Lorsque nous parlions de tout changer, le Président me disait qu’il était bloqué par Yanoukovitch et Yatseniouk. Nous avons alors fondé un mouvement afin d’assainir l’environnement politique, et nous l’avons aidé à se débarrasser de Yatseniouk. Quel en est le résultat aujourd’hui ? L’équipe de Yatseniouk a été légèrement éloignée par l’administration présidentielle, mais elle n’a pas disparu et elle continue de piller le pays. Pire encore, Avakov et Nassirov, tous deux maitres de la corruption étatique, sont toujours en place. Personne n’avait jusque-là menti de manière aussi cynique. Les déclarations électroniques dans ce contexte sont pour moi les gouttes d’eau qui ont fait déborder le vase. Lorsque je vois ces insolents qui déclarent publiquement qu’ils détiennent des milliards en liquide chez eux, alors qu’en plus de ça l’État leur fournit appartements et voitures de fonction grâce aux impôts prélevés chez les pauvres retraités qui meurent de faim.  Lorsque, parallèlement, les fonctionnaires honnêtes qui avaient vraiment commencé à travailler différemment sont sans défense face au pouvoir oppressant de Kiev, supporté par des Presman, des Hontcharenko et leurs chiens de garde. Le Président supporte aujourd’hui deux clans à Odessa : le clan de Trouchanov constitué de criminels, de bandits et d’assassins des années 90 et le clan corrompu d’Ourbansky à Ismaïl. Le pouvoir de notre région est confié à ces deux groupes et leur alliés séparatistes de notre région autour d’Anton Kisse (NdT : représentant de la minorité bulgare).

Tout ça se passe de manière ouverte et la région d’Odessa est ainsi dans les mains non seulement des corrompus mais aussi des ennemis de l’Ukraine. J’ai une chose à dire aux habitants de la région d’Odessa : j’aime beaucoup cette région, nous avons mis en place beaucoup de choses. Je suis toujours inspiré par tous ces gens ordinaires qui viennent me voir pendant mes visites, dans les rues, dans les villages ou dans les champs, pour me dire : « Ne partez pas, ne nous laissez pas à la merci de ces vautours. » Je ne veux pas abandonner les habitants d’Odessa à leur sort. Nous relèverons Odessa. Quand je suis arrivé, j’ai constaté que les taux de croissance étaient similaires à ceux de Batoumi. Seulement voilà, nous n’avons pu développer Batoumi qu’après nous être débarrassés de la corruption à Tbilissi. Odessa se développera une fois que Kiev sera enfin libre des politiciens corrompus qui répandent le banditisme et l’anarchie, y compris dans la région d’Odessa.

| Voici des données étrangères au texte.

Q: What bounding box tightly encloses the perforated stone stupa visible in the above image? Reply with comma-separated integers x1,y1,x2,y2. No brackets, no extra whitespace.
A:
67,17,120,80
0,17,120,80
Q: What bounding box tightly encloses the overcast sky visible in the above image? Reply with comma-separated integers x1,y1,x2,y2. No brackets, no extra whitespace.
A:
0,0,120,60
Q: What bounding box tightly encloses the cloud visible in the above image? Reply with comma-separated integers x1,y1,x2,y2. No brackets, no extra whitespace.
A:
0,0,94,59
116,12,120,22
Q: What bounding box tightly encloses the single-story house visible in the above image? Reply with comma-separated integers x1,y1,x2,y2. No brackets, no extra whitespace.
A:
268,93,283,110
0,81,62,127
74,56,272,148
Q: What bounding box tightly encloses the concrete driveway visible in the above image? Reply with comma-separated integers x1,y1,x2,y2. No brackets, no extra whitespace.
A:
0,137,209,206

Dans cette situation, j’ai décidé de démissionner et de lancer une nouvelle étape de mon combat. Je ne baisserai pas les bras et je ne me laisserai pas faire ; qu’ils ne l’espèrent pas car ils ne se débarrasserons pas de moi. Je suis un soldat qui avance autant que nécessaire, et autant qu’il le faudra afin de débarrasser l’Ukraine de cette pourriture, de cette saleté corrompue qui capitalise sur le sang de nos soldats et des victimes du Maїdan, qui a trahi l’idée de la révolution ukrainienne et dont la seule motivation est de se remplir les poches, de renforcer son clan et de piller l’Ukraine jusqu’au dernier sou.

Ne vous faites pas d’illusions. Je suis sûr il y a suffisamment de nouvelles forces en Ukraine, jeunes et énergiques, n’ayant aucun rapport avec cette racaille qui freine tout. Nous allons nous unir et ensemble terminer ce combat par la victoire de l’Ukraine, pour les habitants d’Odessa, pour les habitants de tout le pays. Le combat continue et nous le gagnerons.